The global technology think tank, Information Technology and Innovation Foundation (ITIF) released the data in its report, called Contributors and Detractors: Ranking Countries’ Impact on Global Innovation.
“More innovation will be the determining factor in achieving greater progress,” stated the report, released on 20 January. “Countries’ economic and trade policies can either help or hurt global innovation.
“In contrast, policies such as export subsidies or forced localisation harm global innovation. If nations increased their supportive policies and reduced their harmful policies, the rate of innovation worldwide would significantly accelerate.”
How does South Africa compare?
South Africa and Kenya were the only African countries to have been featured. Kenya ranked at 51.
South Africa’s BRICS partners ranked as follows: Brazil came in at 41, Russia 42, India 54 and China 44.
The top spots were taken by Finland, Sweden, the UK, Singapore, Netherlands, and Denmark, respectively.
The authors of the report looked at various aspects that supported innovation locally, but which had a global effect, such as supportive tax systems, investing in the work force, and research and development.
“Robust innovation is essential for economic growth and progress,” said co-author Stephen Ezell, ITIF’s vice-president for global innovation.
“As countries increasingly vie for leadership in the innovation economy, they can implement policies that try to benefit only themselves but harm the production of innovation in the rest of the world.
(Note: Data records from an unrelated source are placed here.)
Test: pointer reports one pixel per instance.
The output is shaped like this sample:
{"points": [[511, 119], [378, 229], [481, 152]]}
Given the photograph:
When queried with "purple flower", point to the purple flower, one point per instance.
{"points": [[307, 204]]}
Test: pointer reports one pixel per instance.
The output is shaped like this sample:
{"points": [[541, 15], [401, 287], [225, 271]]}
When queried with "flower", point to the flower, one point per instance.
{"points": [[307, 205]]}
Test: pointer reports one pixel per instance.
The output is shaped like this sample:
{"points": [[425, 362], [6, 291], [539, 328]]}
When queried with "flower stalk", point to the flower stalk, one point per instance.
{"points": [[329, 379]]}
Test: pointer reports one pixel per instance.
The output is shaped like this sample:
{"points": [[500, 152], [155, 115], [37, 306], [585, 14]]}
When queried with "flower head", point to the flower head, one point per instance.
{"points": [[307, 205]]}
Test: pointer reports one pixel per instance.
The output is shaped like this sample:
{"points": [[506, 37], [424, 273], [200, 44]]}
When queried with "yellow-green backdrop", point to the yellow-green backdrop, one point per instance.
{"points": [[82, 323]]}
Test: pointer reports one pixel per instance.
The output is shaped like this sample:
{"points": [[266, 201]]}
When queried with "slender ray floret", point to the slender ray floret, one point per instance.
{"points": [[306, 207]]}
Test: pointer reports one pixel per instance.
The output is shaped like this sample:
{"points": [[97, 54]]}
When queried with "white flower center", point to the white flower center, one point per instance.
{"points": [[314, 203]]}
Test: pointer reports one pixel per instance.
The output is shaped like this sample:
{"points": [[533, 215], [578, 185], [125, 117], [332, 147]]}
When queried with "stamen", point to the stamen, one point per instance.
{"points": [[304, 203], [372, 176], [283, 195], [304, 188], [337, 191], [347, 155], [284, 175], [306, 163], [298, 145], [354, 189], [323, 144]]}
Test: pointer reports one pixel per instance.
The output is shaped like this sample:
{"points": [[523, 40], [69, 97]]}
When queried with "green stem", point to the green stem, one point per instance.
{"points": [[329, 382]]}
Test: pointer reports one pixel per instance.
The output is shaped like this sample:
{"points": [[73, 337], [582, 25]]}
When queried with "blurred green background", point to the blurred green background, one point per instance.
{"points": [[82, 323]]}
Or they can implement ‘win-win’ policies that bolster their own innovation capacity while also generating positive spill-overs for the entire global economy. For innovation to flourish around the world, we need a system that is doing much more of the latter.”
According to technology news site IT Web, South Africa’s National Development Plan is the blueprint for “the national system of innovation to function in a coherent and co-ordinated manner, with broad objectives aligned with national priorities.
“It seeks to improve the governance of the innovation system, especially by ensuring the alignment of science and technology innovations activities across government and by co-ordinating public funding.”